Reverse Weathering and Paleoclimate

While there is strong evidence that atmospheric CO2 decreased and the Earth cooled over the past 50 million years, the mechanism driving this trend is still not well understood. A few hypotheses invoke an increase in silicate weathering, changes in weatherability, and/or a decline in volcanic outgassing. In a recent study, we propose a novel hypothesis suggesting that a decrease in the global rate of clay mineral formation on or in the seafloor (i.e., reverse weathering) could cause the same trend.
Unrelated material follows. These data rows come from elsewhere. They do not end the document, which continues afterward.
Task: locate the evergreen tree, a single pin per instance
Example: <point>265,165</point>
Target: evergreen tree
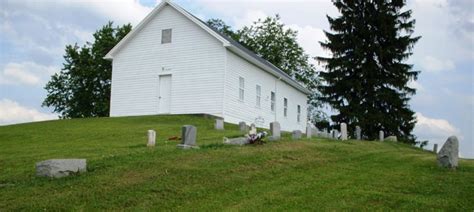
<point>366,76</point>
<point>82,87</point>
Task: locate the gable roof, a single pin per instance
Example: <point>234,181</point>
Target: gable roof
<point>227,42</point>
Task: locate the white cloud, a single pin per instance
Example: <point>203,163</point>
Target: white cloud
<point>12,112</point>
<point>26,73</point>
<point>432,64</point>
<point>436,131</point>
<point>248,19</point>
<point>416,85</point>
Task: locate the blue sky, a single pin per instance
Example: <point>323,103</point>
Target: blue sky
<point>33,35</point>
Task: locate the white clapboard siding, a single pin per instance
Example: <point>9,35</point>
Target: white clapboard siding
<point>195,60</point>
<point>236,110</point>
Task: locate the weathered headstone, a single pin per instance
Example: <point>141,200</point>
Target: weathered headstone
<point>219,125</point>
<point>253,129</point>
<point>243,127</point>
<point>296,134</point>
<point>151,138</point>
<point>57,168</point>
<point>275,131</point>
<point>391,138</point>
<point>188,137</point>
<point>358,133</point>
<point>448,156</point>
<point>236,141</point>
<point>309,131</point>
<point>343,131</point>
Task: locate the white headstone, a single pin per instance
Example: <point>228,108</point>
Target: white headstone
<point>309,131</point>
<point>219,125</point>
<point>57,168</point>
<point>188,137</point>
<point>296,134</point>
<point>243,127</point>
<point>253,129</point>
<point>358,133</point>
<point>275,130</point>
<point>343,131</point>
<point>448,156</point>
<point>151,138</point>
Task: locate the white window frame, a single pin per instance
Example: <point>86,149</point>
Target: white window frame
<point>298,113</point>
<point>241,89</point>
<point>170,38</point>
<point>258,93</point>
<point>272,101</point>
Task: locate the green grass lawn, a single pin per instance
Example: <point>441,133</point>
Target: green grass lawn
<point>124,174</point>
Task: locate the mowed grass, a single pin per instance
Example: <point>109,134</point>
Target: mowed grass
<point>123,174</point>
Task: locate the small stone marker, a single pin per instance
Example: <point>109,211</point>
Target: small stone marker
<point>236,141</point>
<point>253,129</point>
<point>219,125</point>
<point>343,131</point>
<point>448,156</point>
<point>391,138</point>
<point>358,133</point>
<point>188,137</point>
<point>296,134</point>
<point>243,127</point>
<point>309,131</point>
<point>151,138</point>
<point>275,131</point>
<point>57,168</point>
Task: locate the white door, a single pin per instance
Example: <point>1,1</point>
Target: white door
<point>165,94</point>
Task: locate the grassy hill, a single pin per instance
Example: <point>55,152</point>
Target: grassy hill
<point>123,173</point>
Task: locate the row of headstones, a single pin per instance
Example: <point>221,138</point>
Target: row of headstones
<point>56,168</point>
<point>310,131</point>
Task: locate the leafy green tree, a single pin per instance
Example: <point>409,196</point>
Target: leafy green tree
<point>366,77</point>
<point>269,39</point>
<point>82,87</point>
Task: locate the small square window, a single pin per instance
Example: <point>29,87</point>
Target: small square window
<point>259,94</point>
<point>241,88</point>
<point>165,36</point>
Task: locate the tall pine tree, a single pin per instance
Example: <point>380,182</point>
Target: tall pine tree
<point>366,77</point>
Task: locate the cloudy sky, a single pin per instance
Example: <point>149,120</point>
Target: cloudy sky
<point>33,34</point>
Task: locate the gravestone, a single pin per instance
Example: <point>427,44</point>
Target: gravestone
<point>57,168</point>
<point>296,134</point>
<point>448,156</point>
<point>358,133</point>
<point>275,131</point>
<point>188,137</point>
<point>343,131</point>
<point>151,138</point>
<point>253,129</point>
<point>243,127</point>
<point>309,131</point>
<point>219,125</point>
<point>391,138</point>
<point>236,141</point>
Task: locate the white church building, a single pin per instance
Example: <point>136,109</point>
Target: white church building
<point>174,63</point>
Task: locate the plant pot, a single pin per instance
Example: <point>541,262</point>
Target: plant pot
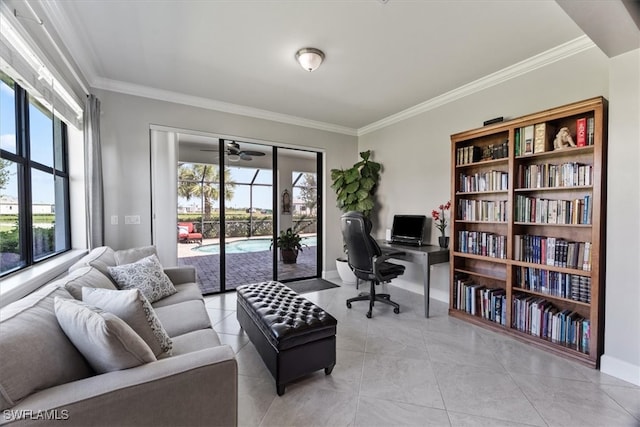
<point>289,256</point>
<point>345,272</point>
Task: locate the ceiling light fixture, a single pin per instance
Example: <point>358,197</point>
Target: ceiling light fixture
<point>310,58</point>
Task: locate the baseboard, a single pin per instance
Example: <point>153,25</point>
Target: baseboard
<point>330,275</point>
<point>620,369</point>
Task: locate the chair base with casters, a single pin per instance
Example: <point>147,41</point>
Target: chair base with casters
<point>372,297</point>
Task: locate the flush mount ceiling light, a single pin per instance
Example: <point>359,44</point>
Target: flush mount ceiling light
<point>309,58</point>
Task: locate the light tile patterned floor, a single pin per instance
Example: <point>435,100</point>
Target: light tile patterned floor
<point>405,370</point>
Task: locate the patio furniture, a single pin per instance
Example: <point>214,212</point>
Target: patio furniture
<point>187,233</point>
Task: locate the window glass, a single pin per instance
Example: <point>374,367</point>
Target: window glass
<point>43,214</point>
<point>40,133</point>
<point>7,115</point>
<point>11,253</point>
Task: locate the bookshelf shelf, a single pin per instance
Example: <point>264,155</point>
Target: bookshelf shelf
<point>533,296</point>
<point>557,154</point>
<point>550,296</point>
<point>554,189</point>
<point>483,163</point>
<point>546,224</point>
<point>481,257</point>
<point>471,193</point>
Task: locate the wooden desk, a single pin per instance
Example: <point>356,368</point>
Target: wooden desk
<point>424,255</point>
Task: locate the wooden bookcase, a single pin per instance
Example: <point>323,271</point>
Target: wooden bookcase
<point>521,224</point>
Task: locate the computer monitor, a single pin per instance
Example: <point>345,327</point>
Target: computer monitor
<point>408,229</point>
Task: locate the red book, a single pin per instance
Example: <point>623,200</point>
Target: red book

Using magnesium isotopes and element concentrations combined with multivariate statistics, we fingerprint the geochemical signature of newly formed clay and show how changes in reverse weathering could be largely responsible for the increase in seawater Mg/Ca and the global cooling observed over the past 50 million years.

Related Publication

  • Dunlea, A. G., R. W. Murray, D. P. Santiago Ramos, and J. A. Higgins (2017) Cenozoic global cooling and increased seawater Mg/Ca via reduced reverse weathering. Nature Communications, 8, doi:10.1038/s41467-017-00853-5

Seawater-Sediment Element Cycling

Photosynthesis in the Southern Ocean consumes a massive amount of atmospheric CO2, but the magnitude is limited by the availability of certain trace metals (e.g., iron, cobalt, or other) in surface waters. Water column research shows that cobalt has a relatively short ocean residence time (~40-150 years) and is not well mixed in the ocean. On the contrary, studies of clays in the deep open-ocean suggest the deposition of cobalt from the water column is broadly constant through time and space. By uniting perspectives from water column and sediment research, we examine the cycling of metals in the ocean and seafloor and how they have changed through time.

Related Publication

  • Dunlea, A. G.*, L. A. Tegler*, B. Peucker-Ehrenbrink, A. D. Anbar, S. J. Romaniello, T. J. Horner, (2021) Pelagic clays as archives of marine iron-isotope chemistry. Chemical Geology, 575, 12020. doi: 10.1016/j.chemgeo.2021.120201

*First and second authors contributed equally.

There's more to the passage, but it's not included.